Like "Cuckoo's Nest", this novel is as big and as expansive as the Pacific Northwest it is set in, where Kesey spins the colorful tale of a ogging family pit by circumstance against big business and the negativity of small town America. Describhed with his usual kaliedoscopic powers of wonderfully flowing detail and color, this is a complex and multi-layered tale, with more than enough ingredients for sustained exploration and interest; passion, betrayal, the intricate inner workings of an interesting family of individuals who love and need each other but at the same time want and need to stretch and grow, to be more than just who they are within the confines of that family. In a sense this book is a almost a deliberate self-parody; Kesey shows there are many more ways to be a man than through the mere use of what are usually thought of as masculine characteristics. Thus we have a character like Hank, the ultimate bad-ass Stamper counterposed by Leland, the younger half-brother who is intellectually curious, a bit rowdy and uncertain, and who is exploring wht it means to be a "Stamper". This interesting rivalry and opposition between the brothers is used to explore a whole range of issues about what it means to be areal man and a real grown-up, and Kesey understands that in contemporary America the two hardly mean the same thing. Yet at heart, this is a novel that lovingly but urgently explores the idea of family; what it should be, what it is, and what it should never let itself become. The Stampers beseiged are the family at their best, fighting, working, loving, and struggling together to keep it together and to define their own future and their very own version of the American dream; one they define and create, and expressly not the easy and popular one manufactured and sold politically and economically by big business and by the local townfolk themselves.
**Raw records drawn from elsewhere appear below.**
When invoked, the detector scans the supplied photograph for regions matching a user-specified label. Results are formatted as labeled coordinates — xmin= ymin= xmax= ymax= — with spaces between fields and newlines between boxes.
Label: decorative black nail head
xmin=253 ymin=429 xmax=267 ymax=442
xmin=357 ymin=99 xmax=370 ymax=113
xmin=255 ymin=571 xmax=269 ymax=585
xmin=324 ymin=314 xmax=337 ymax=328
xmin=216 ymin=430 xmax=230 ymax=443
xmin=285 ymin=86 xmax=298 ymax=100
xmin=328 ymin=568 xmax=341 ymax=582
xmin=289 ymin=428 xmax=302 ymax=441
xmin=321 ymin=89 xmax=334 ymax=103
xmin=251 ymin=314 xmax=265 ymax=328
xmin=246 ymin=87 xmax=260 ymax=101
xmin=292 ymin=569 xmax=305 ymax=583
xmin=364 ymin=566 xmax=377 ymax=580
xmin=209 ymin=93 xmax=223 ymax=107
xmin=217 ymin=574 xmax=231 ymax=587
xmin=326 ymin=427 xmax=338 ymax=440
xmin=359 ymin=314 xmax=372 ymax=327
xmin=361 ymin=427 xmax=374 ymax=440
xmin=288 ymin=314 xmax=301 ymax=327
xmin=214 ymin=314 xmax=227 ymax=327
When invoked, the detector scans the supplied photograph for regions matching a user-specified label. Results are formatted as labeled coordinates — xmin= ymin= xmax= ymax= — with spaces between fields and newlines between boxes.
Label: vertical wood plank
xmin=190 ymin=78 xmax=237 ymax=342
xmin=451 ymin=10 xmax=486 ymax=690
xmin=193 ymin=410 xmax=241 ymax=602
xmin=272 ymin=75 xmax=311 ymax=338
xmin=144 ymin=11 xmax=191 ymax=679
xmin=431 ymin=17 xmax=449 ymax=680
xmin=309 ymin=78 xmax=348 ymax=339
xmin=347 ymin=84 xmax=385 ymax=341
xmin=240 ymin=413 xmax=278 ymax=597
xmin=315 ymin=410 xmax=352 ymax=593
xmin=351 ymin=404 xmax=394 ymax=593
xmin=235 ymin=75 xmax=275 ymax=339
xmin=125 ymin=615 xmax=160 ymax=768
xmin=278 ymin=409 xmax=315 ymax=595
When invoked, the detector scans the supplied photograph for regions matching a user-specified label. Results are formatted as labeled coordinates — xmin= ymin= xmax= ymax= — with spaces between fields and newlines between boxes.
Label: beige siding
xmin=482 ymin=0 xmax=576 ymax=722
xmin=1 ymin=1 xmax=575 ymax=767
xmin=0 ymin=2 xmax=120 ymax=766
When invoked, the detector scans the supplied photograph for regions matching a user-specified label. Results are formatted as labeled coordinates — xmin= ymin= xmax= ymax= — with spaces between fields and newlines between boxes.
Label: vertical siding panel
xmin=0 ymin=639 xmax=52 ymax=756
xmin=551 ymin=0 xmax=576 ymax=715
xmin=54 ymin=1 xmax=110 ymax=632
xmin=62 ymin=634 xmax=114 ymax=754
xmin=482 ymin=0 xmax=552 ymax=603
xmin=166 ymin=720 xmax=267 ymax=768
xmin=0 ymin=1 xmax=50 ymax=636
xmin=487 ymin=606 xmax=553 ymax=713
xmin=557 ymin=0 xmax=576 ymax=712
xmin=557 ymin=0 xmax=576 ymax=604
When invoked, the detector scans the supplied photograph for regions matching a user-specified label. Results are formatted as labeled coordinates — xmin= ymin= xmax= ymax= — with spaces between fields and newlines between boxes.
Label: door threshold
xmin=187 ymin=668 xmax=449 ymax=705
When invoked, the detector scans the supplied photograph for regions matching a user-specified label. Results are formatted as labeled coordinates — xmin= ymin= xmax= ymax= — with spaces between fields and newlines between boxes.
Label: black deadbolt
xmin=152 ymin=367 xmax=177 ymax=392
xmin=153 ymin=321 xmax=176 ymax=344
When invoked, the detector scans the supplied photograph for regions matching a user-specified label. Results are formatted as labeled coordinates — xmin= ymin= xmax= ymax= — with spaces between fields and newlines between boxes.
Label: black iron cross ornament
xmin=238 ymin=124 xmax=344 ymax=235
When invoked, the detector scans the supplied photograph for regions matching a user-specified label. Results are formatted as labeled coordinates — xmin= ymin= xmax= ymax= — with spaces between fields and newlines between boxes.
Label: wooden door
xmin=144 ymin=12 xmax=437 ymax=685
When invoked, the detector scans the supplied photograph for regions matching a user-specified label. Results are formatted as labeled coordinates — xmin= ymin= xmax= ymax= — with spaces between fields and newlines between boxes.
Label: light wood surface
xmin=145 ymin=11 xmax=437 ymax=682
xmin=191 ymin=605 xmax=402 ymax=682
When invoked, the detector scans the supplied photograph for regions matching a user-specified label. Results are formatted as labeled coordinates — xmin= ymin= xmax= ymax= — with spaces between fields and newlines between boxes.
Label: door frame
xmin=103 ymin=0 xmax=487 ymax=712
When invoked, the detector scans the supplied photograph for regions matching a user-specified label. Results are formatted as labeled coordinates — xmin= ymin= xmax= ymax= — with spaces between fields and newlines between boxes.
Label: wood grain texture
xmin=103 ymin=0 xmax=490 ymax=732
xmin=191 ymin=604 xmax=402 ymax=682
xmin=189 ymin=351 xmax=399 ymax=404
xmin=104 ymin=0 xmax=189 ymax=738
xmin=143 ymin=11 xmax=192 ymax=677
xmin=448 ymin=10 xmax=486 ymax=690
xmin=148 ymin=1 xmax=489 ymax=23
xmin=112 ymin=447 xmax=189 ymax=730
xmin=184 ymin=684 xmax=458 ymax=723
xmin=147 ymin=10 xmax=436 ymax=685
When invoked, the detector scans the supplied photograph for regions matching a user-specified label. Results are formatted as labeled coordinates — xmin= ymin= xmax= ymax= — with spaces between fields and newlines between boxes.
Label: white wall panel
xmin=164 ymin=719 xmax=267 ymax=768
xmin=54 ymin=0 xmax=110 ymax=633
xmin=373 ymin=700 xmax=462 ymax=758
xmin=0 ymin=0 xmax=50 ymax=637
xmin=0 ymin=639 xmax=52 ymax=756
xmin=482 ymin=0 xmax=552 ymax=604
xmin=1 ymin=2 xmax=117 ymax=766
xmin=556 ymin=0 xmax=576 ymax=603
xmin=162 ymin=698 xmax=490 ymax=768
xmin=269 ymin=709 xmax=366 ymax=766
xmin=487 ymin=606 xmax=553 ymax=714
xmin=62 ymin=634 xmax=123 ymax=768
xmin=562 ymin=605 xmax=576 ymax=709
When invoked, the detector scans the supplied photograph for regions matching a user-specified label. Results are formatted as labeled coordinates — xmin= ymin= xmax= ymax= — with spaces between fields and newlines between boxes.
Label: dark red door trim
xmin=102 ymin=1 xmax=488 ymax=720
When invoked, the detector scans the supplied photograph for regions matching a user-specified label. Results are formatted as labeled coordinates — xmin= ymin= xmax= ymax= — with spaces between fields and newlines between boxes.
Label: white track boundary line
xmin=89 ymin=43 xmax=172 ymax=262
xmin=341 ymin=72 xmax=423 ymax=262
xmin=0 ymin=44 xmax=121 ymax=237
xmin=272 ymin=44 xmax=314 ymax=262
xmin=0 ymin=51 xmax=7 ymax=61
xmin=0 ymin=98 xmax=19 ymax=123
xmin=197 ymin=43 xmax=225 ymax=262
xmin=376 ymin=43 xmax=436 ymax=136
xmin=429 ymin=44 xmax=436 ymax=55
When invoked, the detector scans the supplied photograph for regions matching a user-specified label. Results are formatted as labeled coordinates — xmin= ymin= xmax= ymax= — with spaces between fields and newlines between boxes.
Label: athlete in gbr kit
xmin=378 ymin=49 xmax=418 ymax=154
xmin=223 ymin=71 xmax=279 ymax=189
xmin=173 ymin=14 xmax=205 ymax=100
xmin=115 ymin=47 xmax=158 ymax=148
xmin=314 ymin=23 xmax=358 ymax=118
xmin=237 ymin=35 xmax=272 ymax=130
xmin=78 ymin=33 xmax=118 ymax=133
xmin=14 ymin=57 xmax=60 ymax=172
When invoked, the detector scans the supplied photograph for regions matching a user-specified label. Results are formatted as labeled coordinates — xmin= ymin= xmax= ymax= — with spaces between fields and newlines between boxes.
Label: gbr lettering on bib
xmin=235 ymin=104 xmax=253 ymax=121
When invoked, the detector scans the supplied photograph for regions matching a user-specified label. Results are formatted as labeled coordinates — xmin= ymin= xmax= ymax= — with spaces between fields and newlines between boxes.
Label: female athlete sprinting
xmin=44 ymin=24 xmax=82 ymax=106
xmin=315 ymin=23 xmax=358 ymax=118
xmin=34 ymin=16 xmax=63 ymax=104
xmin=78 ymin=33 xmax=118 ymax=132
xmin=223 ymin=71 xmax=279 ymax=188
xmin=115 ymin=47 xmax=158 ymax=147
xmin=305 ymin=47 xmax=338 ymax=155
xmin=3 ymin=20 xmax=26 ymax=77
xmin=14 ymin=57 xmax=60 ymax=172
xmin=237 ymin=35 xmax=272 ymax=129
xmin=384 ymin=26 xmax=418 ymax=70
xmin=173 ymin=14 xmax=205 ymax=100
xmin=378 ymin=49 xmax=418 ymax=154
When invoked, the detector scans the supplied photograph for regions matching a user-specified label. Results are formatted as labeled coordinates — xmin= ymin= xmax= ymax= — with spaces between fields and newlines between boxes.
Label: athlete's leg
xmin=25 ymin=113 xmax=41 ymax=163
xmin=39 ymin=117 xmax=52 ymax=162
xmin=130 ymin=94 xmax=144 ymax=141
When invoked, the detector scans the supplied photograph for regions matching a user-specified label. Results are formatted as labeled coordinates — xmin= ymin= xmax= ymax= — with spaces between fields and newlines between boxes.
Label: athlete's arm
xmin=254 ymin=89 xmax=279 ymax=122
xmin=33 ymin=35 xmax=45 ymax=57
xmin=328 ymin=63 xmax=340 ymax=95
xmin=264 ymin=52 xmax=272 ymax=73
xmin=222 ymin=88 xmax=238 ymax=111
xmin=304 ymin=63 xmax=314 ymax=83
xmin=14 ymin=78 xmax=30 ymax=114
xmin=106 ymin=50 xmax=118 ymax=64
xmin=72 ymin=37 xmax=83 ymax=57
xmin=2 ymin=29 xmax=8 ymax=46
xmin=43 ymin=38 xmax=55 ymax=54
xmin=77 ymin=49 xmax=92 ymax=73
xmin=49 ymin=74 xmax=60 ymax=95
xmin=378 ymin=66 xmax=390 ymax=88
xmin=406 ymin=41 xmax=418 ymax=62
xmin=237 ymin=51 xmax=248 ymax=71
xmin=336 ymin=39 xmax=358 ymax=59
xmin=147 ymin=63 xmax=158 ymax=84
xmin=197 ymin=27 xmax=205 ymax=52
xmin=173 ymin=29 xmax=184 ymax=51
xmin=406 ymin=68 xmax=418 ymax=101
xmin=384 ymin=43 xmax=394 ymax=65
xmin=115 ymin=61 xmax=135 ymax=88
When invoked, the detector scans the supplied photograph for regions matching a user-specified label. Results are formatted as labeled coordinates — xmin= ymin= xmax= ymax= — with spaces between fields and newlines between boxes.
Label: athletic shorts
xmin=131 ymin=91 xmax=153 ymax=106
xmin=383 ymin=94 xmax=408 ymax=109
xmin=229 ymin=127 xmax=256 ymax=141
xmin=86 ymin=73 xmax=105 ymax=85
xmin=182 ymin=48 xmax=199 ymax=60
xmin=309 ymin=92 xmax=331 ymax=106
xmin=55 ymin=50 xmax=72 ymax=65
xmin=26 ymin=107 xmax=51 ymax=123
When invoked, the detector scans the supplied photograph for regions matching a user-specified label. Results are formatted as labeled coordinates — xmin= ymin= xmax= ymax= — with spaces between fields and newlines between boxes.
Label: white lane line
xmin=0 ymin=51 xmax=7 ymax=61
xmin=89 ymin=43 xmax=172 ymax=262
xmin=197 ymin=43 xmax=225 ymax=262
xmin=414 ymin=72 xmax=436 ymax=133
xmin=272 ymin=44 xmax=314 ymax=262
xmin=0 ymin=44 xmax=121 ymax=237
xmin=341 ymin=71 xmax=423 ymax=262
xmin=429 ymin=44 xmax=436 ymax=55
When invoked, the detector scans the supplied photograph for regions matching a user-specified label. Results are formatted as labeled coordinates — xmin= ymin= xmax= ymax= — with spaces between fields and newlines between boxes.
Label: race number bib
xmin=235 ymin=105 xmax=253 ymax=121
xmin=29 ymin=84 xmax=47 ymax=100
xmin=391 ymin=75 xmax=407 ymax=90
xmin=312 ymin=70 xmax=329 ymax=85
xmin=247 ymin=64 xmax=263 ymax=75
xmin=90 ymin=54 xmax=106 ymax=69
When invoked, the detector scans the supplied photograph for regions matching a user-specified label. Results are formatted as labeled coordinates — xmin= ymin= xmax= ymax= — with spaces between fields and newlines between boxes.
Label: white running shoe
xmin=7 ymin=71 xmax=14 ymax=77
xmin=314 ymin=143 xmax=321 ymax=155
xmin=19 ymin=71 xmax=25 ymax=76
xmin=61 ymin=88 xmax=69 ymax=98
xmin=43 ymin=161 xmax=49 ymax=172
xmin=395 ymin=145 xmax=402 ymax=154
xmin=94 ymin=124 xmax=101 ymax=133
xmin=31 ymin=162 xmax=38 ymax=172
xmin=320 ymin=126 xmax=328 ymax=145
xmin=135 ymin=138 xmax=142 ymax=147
This, then, is a novel that explores so many levels that it is undoubtedly will be continue to be read and interpreted and reread and reinterpreted again and again over the coming decades. May it well survive the journey, and may it well navigate its course, just as the Stampers do, through a deep understanding, love and appreciation for what it means to be an individual as well as a family member in contemporary American life, learning along the way. Ken Kesey never disappoints, but he is sometimes hard to keep up with as he chuckles his way ahead of us into the stormy rapids of life. Enjoy!

The Great American Novel

The Great American Novel was written over 30 years ago, and it's name is "Sometimes a Great Notion."One of those books that changes lives. I first read it at age 17, re-read it countless times during my 20s, and recently read it again at age 47.It's frightening, and often disheartening, to go back to favorites as you grow older. Books that seemed dazzling to the teenage perspective seldom retain their charm to the older reader. Happily, I found Sometimes ... just as remarkable, just as thought-provoking, just as entertaining as I did 30 years ago.The descriptions of the Oregon woods, the conflict of brother vs. brother and individualist vs. group are laser bright and beautiful. I envy you if this is the first time you'll read this book. It is Hank's bell.